The 279,000-square-foot complex would be constructed at the corner of the Eastern Bypass and Lancaster Avenue and be one of the first facilities drivers see as they approach the campus from the west.
“I expect this building to increase Eastern’s profile as a leader and standard bearer in education,” Benson said.
“This new facility for our Model Laboratory School is of vital importance for several reasons,” Benson continued. “First, our roots as an institution are in teacher education. Second, Model Lab is the last of its kind in the state and one of the few remaining in the country and continues to be an example of what can be accomplished. Third, the corner of Lancaster and the Bypass is the grand entrance to campus and this is our chance to make a very significant – and impactful – statement with this new facility. Lastly, Model has meant so much to many in our community, and we need to construct a new facility that will last for the next 50 years.”
“Education and teacher education are experiencing dramatic changes as we move to the clinical model,” Lowe said. “We need the facilities and the technology to promote critical thinking, problem solving and worldwide collaboration with all of our students.
“EKU has a distinctive Pre-K through 12th grade lab school on site, ready to demonstrate this innovative model for teacher education,” Lowe continued. “As the only laboratory school in the state that spans all grade levels, we are uniquely poised to offer service to not only our own students and the region, but to current teachers from across the state who will need to be ‘re-tooled’ with 21st century skills.”
While specific details for funding and construction have yet to take shape, Benson and Lowe emphasized that the commitment is in place. Having the architectural firm of Murphy Graves Trimble PLLC develop the first renderings allows them to present the plans to funding sources and stakeholders.

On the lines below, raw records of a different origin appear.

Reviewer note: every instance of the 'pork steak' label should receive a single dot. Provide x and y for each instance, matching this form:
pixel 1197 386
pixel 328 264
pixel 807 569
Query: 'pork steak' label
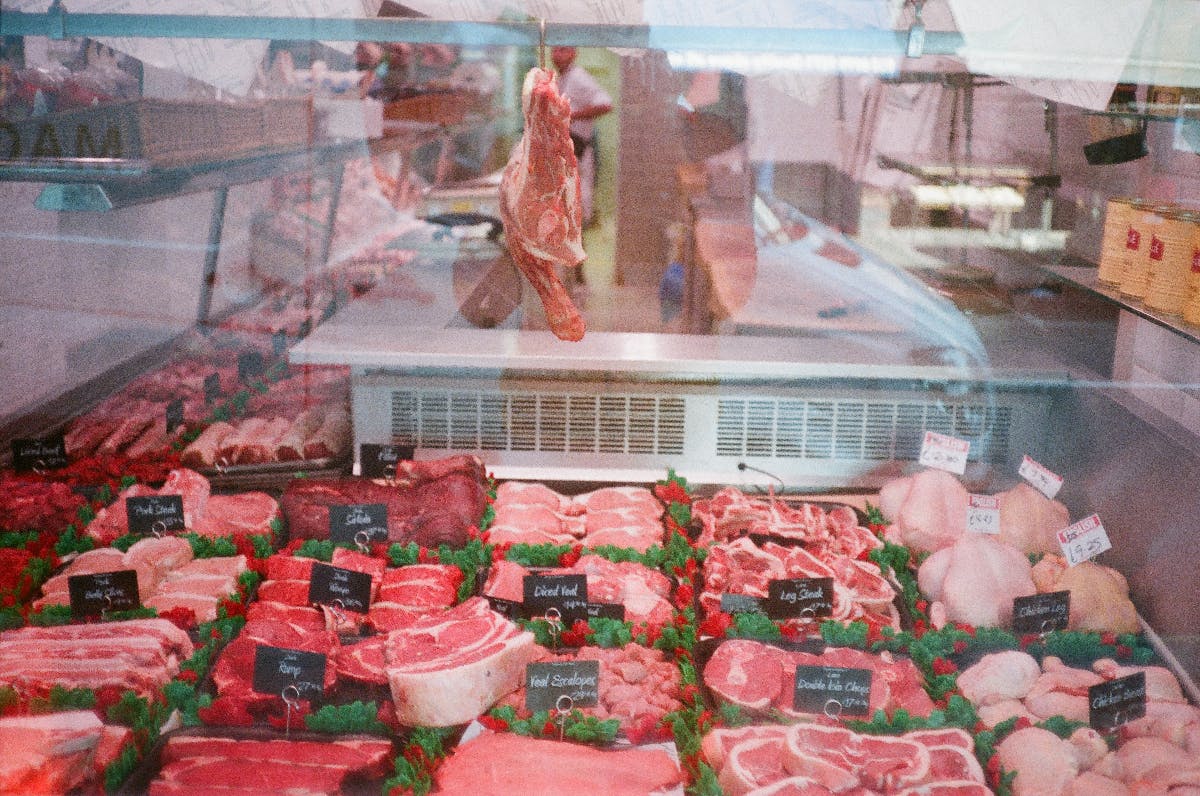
pixel 1116 701
pixel 94 594
pixel 45 453
pixel 565 593
pixel 1041 612
pixel 546 683
pixel 804 597
pixel 155 514
pixel 339 587
pixel 364 522
pixel 833 690
pixel 379 461
pixel 277 669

Members of the board of regents, including board chair Craig Turner have been briefed on the plans and view them favorably, said Dr. Kim Naugle associated dean of the education college.
The new facility would replace the Donovan Complex, constructed in 1961. Model students would continue to attend classes there while the new facility is constructed adjacent to the present site of the school. Also, the college of education is currently spread across several campus buildings.
Those at the presentation viewed a series of renderings and interacted with the architects, and reaction was overwhelmingly positive. Additional information can be found at model.eku.edu.
The College of Education-Model Lab complex is the second highest ranking state-funded capital construction priority for the university, behind only Phase 2 of the New Science Building, EKU officials said.